Friday 1 February 2013

The King and I

I was about thirteen years old when I fell in love with Richard III. In the early seventies the BBC showed a programme trying to solve historical  mysteries. I can't for the life of me remember the name of the series but it was a spin off from a detective show called Softly Softly and the episode I remember (the only one I remember) featured the mystery of the princes in the tower. 

I was immediately hooked and afterwards haunted the library, ordered books from remote libraries - we had no internet in those days - and read every scrap of material I could get my hands on. Richard was the subject of the project I wrote for my A level history exam. I also joined the Richard III society and read an awful lot of Ricardian fiction.
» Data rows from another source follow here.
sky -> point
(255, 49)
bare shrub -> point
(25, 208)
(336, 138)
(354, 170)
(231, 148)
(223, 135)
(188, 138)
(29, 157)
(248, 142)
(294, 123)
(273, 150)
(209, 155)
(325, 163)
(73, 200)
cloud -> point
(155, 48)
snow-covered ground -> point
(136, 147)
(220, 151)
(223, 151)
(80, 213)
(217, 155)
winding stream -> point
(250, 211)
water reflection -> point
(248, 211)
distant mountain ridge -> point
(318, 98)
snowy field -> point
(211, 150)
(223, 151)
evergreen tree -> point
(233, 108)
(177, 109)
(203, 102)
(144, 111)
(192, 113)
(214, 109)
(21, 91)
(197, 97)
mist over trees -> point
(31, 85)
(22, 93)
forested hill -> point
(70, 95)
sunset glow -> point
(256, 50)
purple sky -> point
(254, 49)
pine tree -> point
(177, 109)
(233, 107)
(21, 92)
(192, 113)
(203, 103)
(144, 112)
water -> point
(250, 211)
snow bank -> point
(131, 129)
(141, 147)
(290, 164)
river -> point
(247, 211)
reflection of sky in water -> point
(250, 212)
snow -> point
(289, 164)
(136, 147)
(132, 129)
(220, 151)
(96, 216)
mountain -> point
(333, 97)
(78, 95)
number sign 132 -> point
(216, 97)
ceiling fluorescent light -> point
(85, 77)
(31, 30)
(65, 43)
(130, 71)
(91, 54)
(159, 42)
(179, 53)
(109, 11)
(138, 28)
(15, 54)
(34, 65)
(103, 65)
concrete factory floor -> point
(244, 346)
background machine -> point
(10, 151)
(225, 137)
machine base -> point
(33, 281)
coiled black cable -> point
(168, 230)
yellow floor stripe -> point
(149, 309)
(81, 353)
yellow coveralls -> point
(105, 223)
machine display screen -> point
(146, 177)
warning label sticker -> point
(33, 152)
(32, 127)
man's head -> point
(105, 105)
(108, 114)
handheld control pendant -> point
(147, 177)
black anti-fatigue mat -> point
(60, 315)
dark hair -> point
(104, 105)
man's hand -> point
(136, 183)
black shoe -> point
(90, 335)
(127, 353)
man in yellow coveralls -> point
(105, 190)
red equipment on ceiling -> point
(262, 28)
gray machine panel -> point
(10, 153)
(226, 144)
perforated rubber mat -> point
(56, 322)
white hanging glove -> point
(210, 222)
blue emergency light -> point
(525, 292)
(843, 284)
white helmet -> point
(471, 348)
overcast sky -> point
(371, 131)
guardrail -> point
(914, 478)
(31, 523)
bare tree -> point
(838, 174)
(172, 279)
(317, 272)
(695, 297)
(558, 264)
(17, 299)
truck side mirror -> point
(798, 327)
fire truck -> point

My interest in history, my chosen career as a historical novelist all spring from that early interest in Richard. Although I haven't written much in that era myself, it remains a favourite period and I still read anything concerning him, fiction or non-fiction. As a girl, it was the fiction that helped me fall deeper in love with him. He was my hero and I couldn't get enough of it, as long as it was pro-Richard. A Daughter of Time (of course) Some Touch of Pity, Requiem for Richard, The Sunne In Splendour, We Speak No Treason - I read them all, more than once.

These days, forty years later, I am less romantically attached and slightly more academic in my approach. I can now accept that, just possibly, he may have been very different to the romantic, gentle knight of popular fiction. He was a man of his times, violent, ruthless even, but a child-killer? I still can't believe that. It would have  made no sense for him to do so. There is still enough romantic teenager left in me to make him seem like a real person, someone who died before I had the chance to really know him, like a great grandfather perhaps. So during the recent excavations at Leicester I have been in two minds. torn between wanting to know and preserving my childhood illusions.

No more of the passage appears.